Background & Summary

The building sector, including residential and commercial buildings, accounts for approximately one-third of global energy consumption and carbon dioxide (CO2) emissions1. To improve the energy efficiency of building operations, data-driven approaches have been widely used for building load forecasting2, occupant behavior modeling3, machine-learning based control of building systems4,5,6, building analytics7, and energy management8. To support the development of the data-driven approaches, high-fidelity data with detailed building operational information becomes essential.

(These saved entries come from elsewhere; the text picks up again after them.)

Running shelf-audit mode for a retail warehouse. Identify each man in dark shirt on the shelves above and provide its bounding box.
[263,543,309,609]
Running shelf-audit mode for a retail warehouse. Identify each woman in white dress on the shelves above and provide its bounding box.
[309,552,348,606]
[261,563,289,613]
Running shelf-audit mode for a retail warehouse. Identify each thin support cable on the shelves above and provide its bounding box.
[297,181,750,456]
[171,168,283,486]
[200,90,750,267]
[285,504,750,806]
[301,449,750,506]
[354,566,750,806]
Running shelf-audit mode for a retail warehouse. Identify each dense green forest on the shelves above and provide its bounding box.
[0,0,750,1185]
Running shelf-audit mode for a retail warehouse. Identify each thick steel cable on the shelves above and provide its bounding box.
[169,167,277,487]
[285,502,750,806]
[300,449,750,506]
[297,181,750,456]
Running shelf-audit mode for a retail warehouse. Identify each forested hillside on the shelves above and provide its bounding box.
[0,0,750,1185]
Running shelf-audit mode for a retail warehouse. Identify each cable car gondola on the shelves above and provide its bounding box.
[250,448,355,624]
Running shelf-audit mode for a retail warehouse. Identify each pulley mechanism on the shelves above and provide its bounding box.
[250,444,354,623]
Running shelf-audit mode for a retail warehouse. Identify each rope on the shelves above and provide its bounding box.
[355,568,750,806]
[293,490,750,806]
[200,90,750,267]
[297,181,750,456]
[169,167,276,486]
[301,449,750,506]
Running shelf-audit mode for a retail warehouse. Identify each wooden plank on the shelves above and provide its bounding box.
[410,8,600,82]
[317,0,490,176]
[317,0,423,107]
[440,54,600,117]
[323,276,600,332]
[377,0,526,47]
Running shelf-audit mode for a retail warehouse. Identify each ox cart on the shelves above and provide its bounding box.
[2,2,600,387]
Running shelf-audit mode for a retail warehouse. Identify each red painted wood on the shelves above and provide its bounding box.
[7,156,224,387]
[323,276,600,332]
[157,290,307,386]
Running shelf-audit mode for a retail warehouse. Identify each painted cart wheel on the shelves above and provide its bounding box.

With the equipment of building management systems (BMS) and smart meters in buildings, there are various open-source datasets available with different levels of fidelity. Most datasets are focused on building energy consumption9,10,11,12. Several datasets have been released with a focus on occupancy data13,14,15,16. More comprehensive datasets have also been proposed that consist of energy consumption, indoor environment, occupancy, weather conditions, and HVAC operations17,18,19. However, very limited number of datasets are reported for ultra-low energy buildings with low-energy and passive technologies, such as natural ventilation, ground source heat pumps, and thermally active building systems (TABS), which play a crucial role in achieving the carbon-neutral goal for the building sector. Agee, Nikdel and Roberts20,21 proposed a dataset for a zero-energy building that consists of energy uses, photovoltaic (PV) production, and building air leakage data, but doesn’t include detailed heating, ventilation, and air conditioning (HVAC) system operational data. Schweiker, Kleber and Wagner22,23 introduced a dataset for a naturally ventilated office building. However, the operation status of the manually operated windows is recorded as closed or open without specific information about the window opening percentage, which may be required to develop natural ventilation prediction and smart window controls. Therefore, a dataset containing detailed system operational information of ultra-low energy buildings with low-energy and passive technologies is needed.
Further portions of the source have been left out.